И я только посмотрел на нахальную физиономию.
Вокруг стояли люди. Они наблюдали за мной. Они ждали, что я скажу. Или сделаю. А меня почему-то не смущали их взгляды. Они даже не были мне противны. Я ничего не ощущал, кроме досады и отупения, и отупение было сильнее. Я стоял, смотрел на него и ждал, как ждешь боли после удара. Если бы боль появилась, я бы врезал ему. Но боли не было – было только отупение. Тогда я повернулся и пошел прочь. Меня не смущали глаза, смотревшие мне в спину, и даже чей-то смешок, правда, очень короткий, – ведь мы были на похоронах. Я шел по улице, ощущая отупение и досаду. Но вызвала их не стычка в воротах. Они появились раньше. Я шел по набережной к дому Стентонов. Я не рассчитывал, что Анна сейчас меня примет; я просто хотел ей сказать, что пробуду в здешней гостинице до вечера. В том случае, конечно, если ничего не случится с Хозяином.
Но, придя к Стентонам, я узнал, что Анна при всем желании не могла бы меня принять. Кети Мейнард и сестра милосердия уже не были лишними. Потому что, вернувшись домой, Анна прошла в гостиную, остановилась в дверях, медленно обвела взглядом комнату – рояль, картину над камином, всю обстановку, – так, как оглядывает комнату женщина, решив заново ее отделать и переставить мебель (я воспроизвожу рассказ Кети Мейнард), а потом просто упала. Она даже не схватилась за косяк, не пошатнулась, не издала ни звука, рассказывала Кети Мейнард. Теперь, когда все кончилось, она просто потеряла сознание.

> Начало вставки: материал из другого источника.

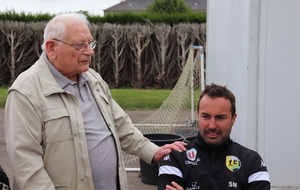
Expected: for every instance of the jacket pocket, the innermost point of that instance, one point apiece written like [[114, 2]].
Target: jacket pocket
[[57, 125], [62, 185]]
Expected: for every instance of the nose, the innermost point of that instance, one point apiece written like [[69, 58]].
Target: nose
[[88, 50]]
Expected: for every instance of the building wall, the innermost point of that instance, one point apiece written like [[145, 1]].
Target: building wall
[[253, 48]]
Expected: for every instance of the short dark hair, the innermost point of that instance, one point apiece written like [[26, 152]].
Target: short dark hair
[[217, 91]]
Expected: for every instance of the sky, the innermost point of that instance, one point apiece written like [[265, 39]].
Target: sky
[[94, 7]]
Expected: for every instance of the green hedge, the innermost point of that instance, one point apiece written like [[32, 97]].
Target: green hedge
[[117, 18]]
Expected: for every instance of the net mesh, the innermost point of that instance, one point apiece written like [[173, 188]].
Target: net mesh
[[177, 114]]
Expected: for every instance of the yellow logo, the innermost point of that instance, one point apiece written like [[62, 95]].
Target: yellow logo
[[233, 163]]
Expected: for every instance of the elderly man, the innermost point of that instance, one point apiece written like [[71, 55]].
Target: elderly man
[[213, 161], [63, 129]]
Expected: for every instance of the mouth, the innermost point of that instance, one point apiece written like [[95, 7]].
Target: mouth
[[212, 134]]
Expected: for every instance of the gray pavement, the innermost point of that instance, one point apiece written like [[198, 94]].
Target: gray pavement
[[134, 179]]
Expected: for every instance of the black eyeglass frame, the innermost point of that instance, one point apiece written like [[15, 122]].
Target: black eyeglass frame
[[81, 46]]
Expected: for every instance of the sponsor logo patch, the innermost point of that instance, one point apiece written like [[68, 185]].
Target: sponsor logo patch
[[191, 154], [233, 163]]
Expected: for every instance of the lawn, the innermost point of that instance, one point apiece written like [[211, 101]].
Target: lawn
[[128, 99]]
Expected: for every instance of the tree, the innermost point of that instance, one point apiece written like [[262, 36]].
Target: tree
[[168, 6]]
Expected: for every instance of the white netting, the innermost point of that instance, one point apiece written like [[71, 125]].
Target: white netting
[[177, 114]]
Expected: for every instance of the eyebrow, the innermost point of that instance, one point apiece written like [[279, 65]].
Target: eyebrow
[[219, 115]]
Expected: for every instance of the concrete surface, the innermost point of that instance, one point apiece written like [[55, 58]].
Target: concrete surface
[[134, 179]]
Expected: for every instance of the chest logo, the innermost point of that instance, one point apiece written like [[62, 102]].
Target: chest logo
[[191, 154], [233, 163]]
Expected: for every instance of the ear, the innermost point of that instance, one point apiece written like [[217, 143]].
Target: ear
[[50, 49]]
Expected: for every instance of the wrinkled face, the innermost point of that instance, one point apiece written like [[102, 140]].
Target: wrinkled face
[[66, 59], [215, 119]]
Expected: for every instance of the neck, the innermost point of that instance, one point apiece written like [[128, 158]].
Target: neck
[[74, 78]]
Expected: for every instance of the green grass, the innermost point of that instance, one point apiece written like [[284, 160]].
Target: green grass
[[137, 99], [128, 99]]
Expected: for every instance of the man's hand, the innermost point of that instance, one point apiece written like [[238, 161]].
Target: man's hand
[[166, 149], [175, 186]]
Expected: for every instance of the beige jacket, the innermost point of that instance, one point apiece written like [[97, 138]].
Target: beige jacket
[[45, 134]]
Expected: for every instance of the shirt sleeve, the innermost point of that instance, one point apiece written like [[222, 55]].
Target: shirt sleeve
[[169, 170], [259, 176]]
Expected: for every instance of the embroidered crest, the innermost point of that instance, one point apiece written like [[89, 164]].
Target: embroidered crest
[[233, 163], [191, 154]]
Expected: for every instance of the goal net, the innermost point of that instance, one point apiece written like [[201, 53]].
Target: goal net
[[177, 114]]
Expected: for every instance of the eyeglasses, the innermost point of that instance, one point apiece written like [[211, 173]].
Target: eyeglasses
[[80, 46]]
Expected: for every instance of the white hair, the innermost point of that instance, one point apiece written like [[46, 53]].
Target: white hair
[[56, 27]]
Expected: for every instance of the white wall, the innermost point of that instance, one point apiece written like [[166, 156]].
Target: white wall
[[253, 47]]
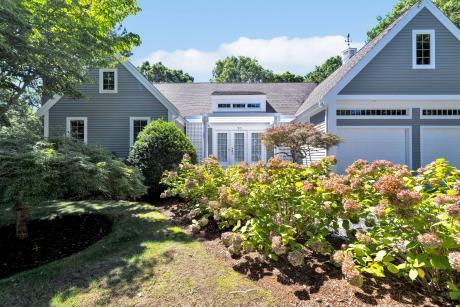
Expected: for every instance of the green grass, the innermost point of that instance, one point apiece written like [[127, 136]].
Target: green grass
[[144, 260]]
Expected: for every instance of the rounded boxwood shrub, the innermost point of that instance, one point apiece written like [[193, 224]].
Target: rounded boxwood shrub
[[160, 146]]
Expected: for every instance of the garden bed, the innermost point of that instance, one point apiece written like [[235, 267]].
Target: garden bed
[[49, 240]]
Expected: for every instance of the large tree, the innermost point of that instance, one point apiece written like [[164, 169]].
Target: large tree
[[234, 69], [157, 72], [450, 7], [324, 70], [47, 46]]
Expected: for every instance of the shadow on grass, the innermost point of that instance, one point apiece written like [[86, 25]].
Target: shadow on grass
[[115, 266]]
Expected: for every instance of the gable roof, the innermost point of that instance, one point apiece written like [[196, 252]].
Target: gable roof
[[136, 73], [344, 74], [195, 98]]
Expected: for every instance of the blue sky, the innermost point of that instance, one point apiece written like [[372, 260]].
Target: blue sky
[[285, 35]]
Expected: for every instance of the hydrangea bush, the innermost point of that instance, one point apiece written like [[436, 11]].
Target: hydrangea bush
[[398, 222]]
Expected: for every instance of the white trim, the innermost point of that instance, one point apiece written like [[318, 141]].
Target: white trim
[[131, 127], [46, 124], [388, 37], [424, 127], [398, 97], [408, 140], [101, 80], [85, 122], [48, 105], [432, 64]]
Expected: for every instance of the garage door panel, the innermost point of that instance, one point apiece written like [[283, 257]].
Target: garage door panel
[[372, 144], [440, 142]]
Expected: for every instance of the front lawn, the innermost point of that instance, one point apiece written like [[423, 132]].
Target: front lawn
[[144, 260]]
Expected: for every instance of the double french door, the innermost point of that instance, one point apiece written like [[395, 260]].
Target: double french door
[[233, 147]]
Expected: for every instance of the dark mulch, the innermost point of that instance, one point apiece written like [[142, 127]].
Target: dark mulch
[[49, 240], [318, 283]]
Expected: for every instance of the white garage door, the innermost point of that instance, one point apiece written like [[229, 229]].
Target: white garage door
[[440, 142], [373, 143]]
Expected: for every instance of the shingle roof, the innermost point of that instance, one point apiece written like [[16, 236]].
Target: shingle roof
[[330, 82], [195, 98]]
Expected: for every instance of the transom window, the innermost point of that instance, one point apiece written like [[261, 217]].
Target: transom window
[[108, 80], [77, 129], [423, 49], [136, 126], [441, 112], [372, 112]]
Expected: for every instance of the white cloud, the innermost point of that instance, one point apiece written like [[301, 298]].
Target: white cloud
[[280, 54]]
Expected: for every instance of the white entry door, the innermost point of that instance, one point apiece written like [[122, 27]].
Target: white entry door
[[234, 147]]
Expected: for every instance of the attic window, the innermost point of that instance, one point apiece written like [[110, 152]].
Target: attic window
[[108, 81], [423, 49]]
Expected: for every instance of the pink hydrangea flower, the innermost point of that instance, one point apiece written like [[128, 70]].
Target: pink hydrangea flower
[[430, 240], [454, 261]]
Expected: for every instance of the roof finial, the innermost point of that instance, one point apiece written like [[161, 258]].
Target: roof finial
[[348, 40]]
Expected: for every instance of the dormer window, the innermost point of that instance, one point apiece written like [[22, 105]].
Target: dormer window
[[423, 49], [108, 80]]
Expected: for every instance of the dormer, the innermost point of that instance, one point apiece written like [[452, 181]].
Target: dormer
[[238, 101]]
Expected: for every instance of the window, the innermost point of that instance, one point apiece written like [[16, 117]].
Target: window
[[372, 112], [222, 147], [77, 128], [423, 49], [136, 126], [256, 147], [108, 81], [441, 112]]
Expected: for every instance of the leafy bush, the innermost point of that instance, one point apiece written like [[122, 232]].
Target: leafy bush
[[397, 222], [32, 171], [159, 147]]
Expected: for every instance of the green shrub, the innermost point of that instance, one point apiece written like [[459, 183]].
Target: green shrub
[[34, 171], [159, 147], [397, 222]]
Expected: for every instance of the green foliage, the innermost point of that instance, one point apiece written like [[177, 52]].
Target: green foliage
[[41, 170], [449, 7], [301, 139], [412, 221], [324, 70], [234, 69], [157, 72], [47, 46], [286, 77], [160, 146]]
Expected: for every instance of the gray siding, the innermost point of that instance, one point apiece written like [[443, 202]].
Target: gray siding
[[391, 73], [108, 114], [319, 120], [415, 122]]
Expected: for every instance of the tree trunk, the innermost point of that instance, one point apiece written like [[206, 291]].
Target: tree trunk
[[21, 218]]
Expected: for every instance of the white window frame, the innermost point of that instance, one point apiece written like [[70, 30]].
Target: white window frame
[[85, 122], [131, 127], [432, 34], [101, 80]]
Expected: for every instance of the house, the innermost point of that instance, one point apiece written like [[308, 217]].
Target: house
[[397, 98]]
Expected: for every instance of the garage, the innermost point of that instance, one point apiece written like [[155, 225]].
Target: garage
[[373, 143], [440, 142]]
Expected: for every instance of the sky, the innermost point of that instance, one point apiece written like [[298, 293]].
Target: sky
[[283, 35]]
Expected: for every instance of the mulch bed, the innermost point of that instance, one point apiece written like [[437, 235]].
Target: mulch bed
[[49, 240], [318, 283]]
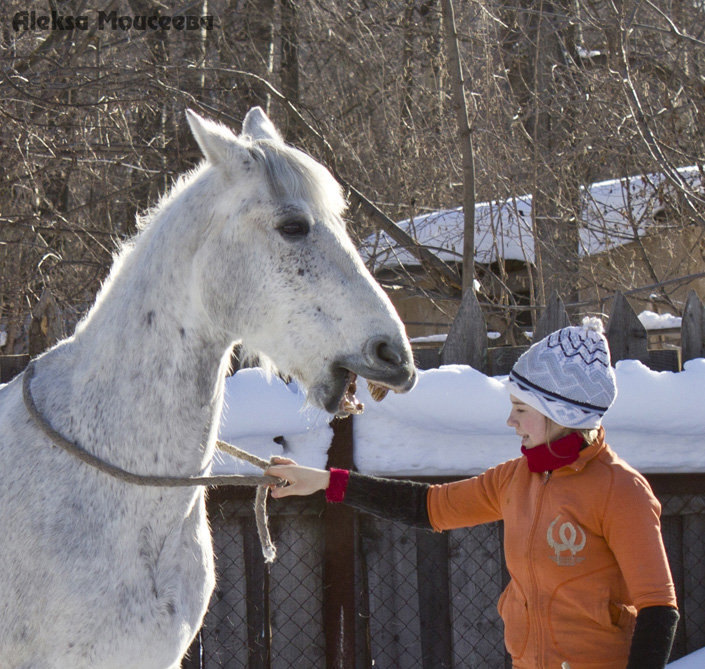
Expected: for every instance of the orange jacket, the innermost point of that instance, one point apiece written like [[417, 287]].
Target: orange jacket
[[583, 548]]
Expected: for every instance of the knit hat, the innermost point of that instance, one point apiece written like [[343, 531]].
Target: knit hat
[[567, 376]]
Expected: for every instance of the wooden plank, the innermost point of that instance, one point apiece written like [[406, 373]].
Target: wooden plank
[[340, 531], [626, 335], [466, 343], [427, 358], [693, 329], [434, 599], [554, 317], [663, 360], [672, 532]]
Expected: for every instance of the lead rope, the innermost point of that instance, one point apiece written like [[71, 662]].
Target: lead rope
[[262, 482]]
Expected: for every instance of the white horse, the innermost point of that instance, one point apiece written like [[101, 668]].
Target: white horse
[[250, 247]]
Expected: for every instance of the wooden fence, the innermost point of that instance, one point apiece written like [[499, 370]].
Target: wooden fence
[[387, 596], [349, 590]]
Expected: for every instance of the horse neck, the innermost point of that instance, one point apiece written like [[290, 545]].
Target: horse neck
[[147, 377]]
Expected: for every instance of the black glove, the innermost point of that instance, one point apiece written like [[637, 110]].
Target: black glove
[[653, 637]]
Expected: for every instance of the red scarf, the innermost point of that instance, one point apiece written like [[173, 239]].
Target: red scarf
[[559, 453]]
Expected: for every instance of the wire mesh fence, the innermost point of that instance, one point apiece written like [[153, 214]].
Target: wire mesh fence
[[421, 599]]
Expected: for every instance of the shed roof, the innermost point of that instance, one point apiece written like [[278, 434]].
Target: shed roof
[[611, 213]]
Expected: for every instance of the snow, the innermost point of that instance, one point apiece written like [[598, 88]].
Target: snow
[[454, 422], [654, 321], [611, 211], [695, 660]]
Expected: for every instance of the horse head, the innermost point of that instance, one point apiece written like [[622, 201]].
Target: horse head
[[278, 272]]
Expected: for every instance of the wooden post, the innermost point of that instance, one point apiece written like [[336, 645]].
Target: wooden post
[[466, 343], [553, 318], [626, 335], [693, 329], [340, 529], [434, 599]]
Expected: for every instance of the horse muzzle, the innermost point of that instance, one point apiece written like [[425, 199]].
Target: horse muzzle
[[385, 364]]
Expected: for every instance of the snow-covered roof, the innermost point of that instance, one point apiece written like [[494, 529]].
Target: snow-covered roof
[[503, 228]]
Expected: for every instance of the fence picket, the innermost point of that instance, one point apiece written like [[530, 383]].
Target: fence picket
[[554, 317], [693, 328], [626, 335], [466, 343]]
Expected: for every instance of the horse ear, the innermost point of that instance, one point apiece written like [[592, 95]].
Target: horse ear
[[216, 141], [258, 126]]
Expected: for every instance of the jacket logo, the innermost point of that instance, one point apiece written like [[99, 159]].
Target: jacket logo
[[571, 540]]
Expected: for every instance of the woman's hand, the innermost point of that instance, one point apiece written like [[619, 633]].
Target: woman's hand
[[300, 480]]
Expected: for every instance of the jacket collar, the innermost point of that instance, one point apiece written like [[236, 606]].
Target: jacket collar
[[586, 455]]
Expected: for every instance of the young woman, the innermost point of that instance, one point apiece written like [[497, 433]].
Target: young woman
[[590, 583]]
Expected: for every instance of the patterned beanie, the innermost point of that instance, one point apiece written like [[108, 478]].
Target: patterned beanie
[[567, 376]]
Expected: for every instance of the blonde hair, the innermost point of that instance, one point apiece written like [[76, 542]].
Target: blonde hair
[[589, 435]]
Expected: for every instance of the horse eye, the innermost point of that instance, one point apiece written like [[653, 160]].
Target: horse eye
[[294, 228]]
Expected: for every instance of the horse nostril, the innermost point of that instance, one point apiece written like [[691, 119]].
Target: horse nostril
[[382, 351]]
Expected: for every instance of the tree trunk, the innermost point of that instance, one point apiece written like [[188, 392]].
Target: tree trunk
[[466, 145]]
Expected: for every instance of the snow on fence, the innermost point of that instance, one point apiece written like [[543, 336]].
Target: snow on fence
[[349, 590]]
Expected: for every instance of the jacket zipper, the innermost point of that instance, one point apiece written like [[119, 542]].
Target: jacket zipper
[[534, 619]]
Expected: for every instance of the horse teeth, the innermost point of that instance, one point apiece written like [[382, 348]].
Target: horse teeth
[[377, 392]]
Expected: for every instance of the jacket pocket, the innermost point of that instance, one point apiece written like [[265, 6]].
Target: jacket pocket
[[514, 613], [584, 622]]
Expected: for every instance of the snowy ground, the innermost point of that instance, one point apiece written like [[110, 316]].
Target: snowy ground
[[453, 423]]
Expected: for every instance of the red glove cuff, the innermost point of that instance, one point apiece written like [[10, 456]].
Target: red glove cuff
[[335, 492]]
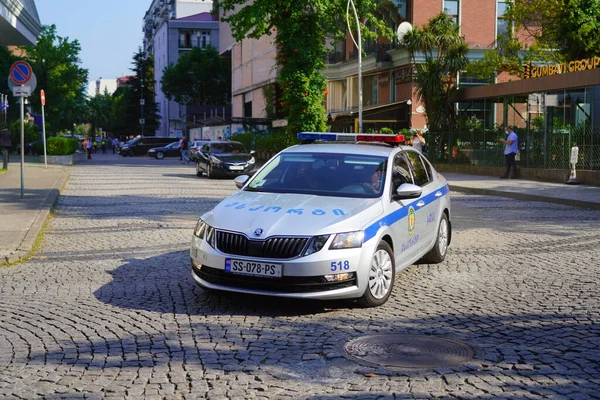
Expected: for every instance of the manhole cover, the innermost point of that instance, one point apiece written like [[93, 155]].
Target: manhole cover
[[408, 351]]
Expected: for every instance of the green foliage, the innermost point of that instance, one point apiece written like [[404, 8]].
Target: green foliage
[[442, 54], [568, 30], [200, 77], [31, 133], [300, 28], [56, 63], [60, 146]]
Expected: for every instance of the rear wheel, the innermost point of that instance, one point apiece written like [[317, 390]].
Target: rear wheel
[[438, 253], [382, 273]]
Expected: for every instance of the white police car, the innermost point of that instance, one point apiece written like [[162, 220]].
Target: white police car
[[326, 220]]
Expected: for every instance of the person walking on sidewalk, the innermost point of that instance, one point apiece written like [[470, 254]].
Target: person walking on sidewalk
[[183, 149], [511, 147]]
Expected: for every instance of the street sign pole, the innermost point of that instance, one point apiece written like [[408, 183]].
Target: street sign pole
[[22, 147], [43, 97]]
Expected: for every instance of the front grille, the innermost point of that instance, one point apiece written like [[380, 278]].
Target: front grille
[[277, 247], [285, 284]]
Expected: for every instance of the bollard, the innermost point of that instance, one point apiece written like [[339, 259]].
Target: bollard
[[574, 158]]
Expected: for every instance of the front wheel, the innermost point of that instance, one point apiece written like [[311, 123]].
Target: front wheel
[[438, 253], [382, 273]]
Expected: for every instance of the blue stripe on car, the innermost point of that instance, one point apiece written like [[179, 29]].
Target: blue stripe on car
[[392, 218]]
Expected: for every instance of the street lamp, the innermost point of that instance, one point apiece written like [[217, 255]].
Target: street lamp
[[359, 46]]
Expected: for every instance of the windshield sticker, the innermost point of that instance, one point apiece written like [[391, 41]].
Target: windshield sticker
[[275, 209]]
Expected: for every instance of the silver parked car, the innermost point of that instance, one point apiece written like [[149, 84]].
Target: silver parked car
[[326, 221]]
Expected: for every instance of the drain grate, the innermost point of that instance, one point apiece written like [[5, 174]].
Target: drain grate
[[408, 351]]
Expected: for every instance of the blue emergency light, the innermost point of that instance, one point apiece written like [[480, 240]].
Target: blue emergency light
[[351, 137]]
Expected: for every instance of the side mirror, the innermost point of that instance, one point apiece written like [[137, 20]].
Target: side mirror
[[408, 191], [241, 180]]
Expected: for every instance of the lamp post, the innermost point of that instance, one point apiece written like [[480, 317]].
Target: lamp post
[[359, 46]]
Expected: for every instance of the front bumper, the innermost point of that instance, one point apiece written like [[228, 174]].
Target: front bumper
[[302, 277]]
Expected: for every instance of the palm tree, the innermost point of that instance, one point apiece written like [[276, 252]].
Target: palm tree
[[439, 53]]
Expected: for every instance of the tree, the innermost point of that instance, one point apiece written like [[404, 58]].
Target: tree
[[300, 29], [55, 62], [567, 29], [200, 77], [442, 55]]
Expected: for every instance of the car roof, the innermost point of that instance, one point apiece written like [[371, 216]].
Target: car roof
[[372, 149]]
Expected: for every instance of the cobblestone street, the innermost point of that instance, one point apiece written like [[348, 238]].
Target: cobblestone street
[[107, 307]]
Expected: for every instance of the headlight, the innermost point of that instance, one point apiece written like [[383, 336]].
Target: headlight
[[200, 229], [348, 240], [316, 244], [211, 236]]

Поэтому, когда я туда пришел, сестра ухаживала наверху за Анной, а Кети Мейнард вызывала врача и распоряжалась по дому. Оставаться в городе не имело смысла. Я сел в машину и уехал в столицу.
Но вот и Хозяин умер, и я вернулся в Лендинг. Мать со своим Теодором отправилась путешествовать, и дом был в моем распоряжении. В доме было пусто и тихо, как в морге. Но даже так он был веселее кладбищ и больниц, из которых я последнее время не вылезал. То, что умерло в доме, умерло давно, и я с этим свыкся. Я даже начал свыкаться с другими смертями. В земле уже лежали и судья Ирвин, и Адам Стентон, и Хозяин.
Но кое-кто из нас еще был жив. И в том числе – Анна Стентон. И я.
И вот, вернувшись в Лендинг, мы сидели рядом на веранде, когда светило солнце – бледно-лимонное солнце поздней осени, катившееся по укороченной дуге над полосатой, как оникс, водой залива, который сливался на юге с дымчатым осенним небом. Или, когда солнца не было и ветер наваливал волны на берег почти к дороге, а в небе не оставалось ничего, кроме косого дождя, мы сидели рядом в гостиной. Разговаривали мы мало – не потому, что не было темы для разговора, а потому, наверное, что она была слишком огромна и всякое слово могло нарушить прекрасное, но неустойчивое равновесие, которого нам удалось достичь. Мы как будто сидели на концах ненадежно уравновешенной доски, но под нами была не чистенькая детская площадка, а бог знает какая бездна, над которой Бог соорудил для нас, малышей, качели. И если один из нас подастся к другому, пусть хоть на долю дюйма, равновесие нарушится и мы соскользнем в эту бездну. Но мы обманули Бога, мы не обменялись ни словом.
Мы не произносили ни слова, но иногда я читал Анне вслух. Я читал книгу – первую попавшуюся на глаза в тот день, когда я почувствовал, что больше не могу выносить эту тишину, которая пучилась и трещала от всех невысказанных слов. А попался мне первый том сочинений Энтони Троллопа. Чтение вполне безопасное. Энтони никогда не нарушает никаких равновесий.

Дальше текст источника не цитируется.